- Also known as: Against Our Destiny
- Genre: Telenovela
- Starring: Caterin Escobar; Diego Trujillo; Sandra Reyes; Christian Tappan; Linda Lucía Callejas; María José Vargas; Diego Garzón; Norma Nivia; Juan Manuel Lenis;
- Opening theme: "Cuando vivas conmigo" by José Alfredo Jiménez
- Country of origin: Colombia
- Original language: Spanish
- No. of episodes: 72

Production
- Production locations: Bogotá; Girardot, Cundinamarca; Ibagué, Tolima;
- Running time: 60 minutes
- Production company: Caracol Televisión

Original release
- Network: Caracol Televisión
- Release: May 27, 2013 – January 10, 2014

Related
- The Girl; Polvo carnavalero;

= Cuando vivas conmigo =

Cuando vivas conmigo (English title: Against Our Destiny) is a Colombian telenovela produced and broadcast by Caracol Televisión, starring Caterin Escobar, Diego Trujillo, Sandra Reyes, Christian Tappan, Linda Lucía Callejas, María José Vargas, Diego Garzón, Norma Nivia and Juan Manuel Lenis. It is based on the novel The Discreet Hero by Mario Vargas Llosa.
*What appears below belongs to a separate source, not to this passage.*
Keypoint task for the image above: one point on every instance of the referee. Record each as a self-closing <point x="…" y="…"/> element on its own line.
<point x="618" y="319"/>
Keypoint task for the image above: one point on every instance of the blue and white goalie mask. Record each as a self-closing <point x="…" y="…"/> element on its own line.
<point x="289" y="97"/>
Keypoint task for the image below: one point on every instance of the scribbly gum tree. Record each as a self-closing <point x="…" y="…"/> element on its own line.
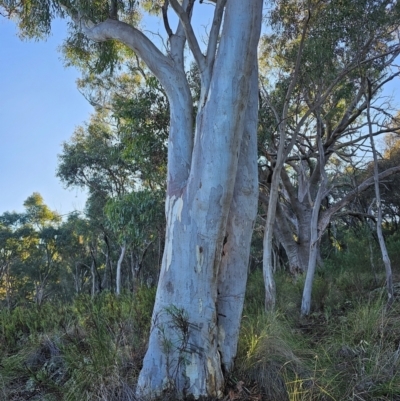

It premiered on September 19, 2016 and concluded on January 6, 2017.

== Cast ==
- Caterin Escobar as Armida López
- María José Vargas as Young Armida López
- Diego Trujillo as Ismael Herrera
- Sandra Reyes as Gertrudis López
- Karen Novoa as Young Gertrudis López
- Christian Tappan as Felicito Yanequé
- Linda Lucía Callejas as Josefa Méndez
- Diego Garzón as Miguel Yanequé
- Norma Nivia as Magdalena Herrera
- Juan Manuel Lenis as Ignacio "Escobita" Herrera
- José Daniel Cristancho as Tiburcio Yanequé
- Freddy Ordóñez as Sergeant Carlos Alberto Lituma
- Víctor Hugo Morant as Captain Óscar Silva
- Fernando Lara as Father Pepín Odonoban
- Kimberly Reyes as Mabel Barraza Muñoz
- Gary Forero as Foncho Martínez
- Ana Victoria Beltrán as Martha Contreras
- Tatiana Rentería as Lucila
- Juan Carlos Messier as Claudio
- Luis Fernando Salas as Narciso Veranda
- Juan Pablo Obregón as Albeiro Jaramillo
- Alex Adames as Gerardo
- Tatiana Arango as Johanna Rodríguez
- Laura Peñuela as Aurora
- Santiago Moure as Orlando Camargo
- Inés Oviedo as Briggith
- Juan David Galindo as Rigoberto
- Luz Stella Luengas Díaz as Dalila Romero
- Zulma Muñoz Ruiz as Constanza
- Alberto León Jaramillo as Francisco "Don Pacho" Martínez
- Alejandro Gutiérrez as Colorado Bignolo
- Katherine Castrillón as Margarita Manrique
- Lady Noriega as the muse
- Juana del Río as "La Silenciosa"
- Diego Armando Landaeta as Luis Veranda
- Shirley Gómez as Andrea
- Isabel Cristina Villarreal
- Ana Sofía Jiménez
- María Irene Toro

== Awards and nominations ==

| Year | Awards | Category | Recipient | Result |
| 2017 | Premios India Catalina | Outstanding lead actor in telenovela or series | Christian Tappan | Nominated |
| Premios TVyNovelas Colombia | Better actress antagonistic of series | Kimberly Reyes | Nominated |
| Best musical theme | Cuando vivas conmigo | Nominated |

== Remake ==
- Cuando Vivas Conmigo was remade as Dua Takdir Cinta in Malaysia by Global Station Sdn Bhd which last episode premieres 6 April 2020.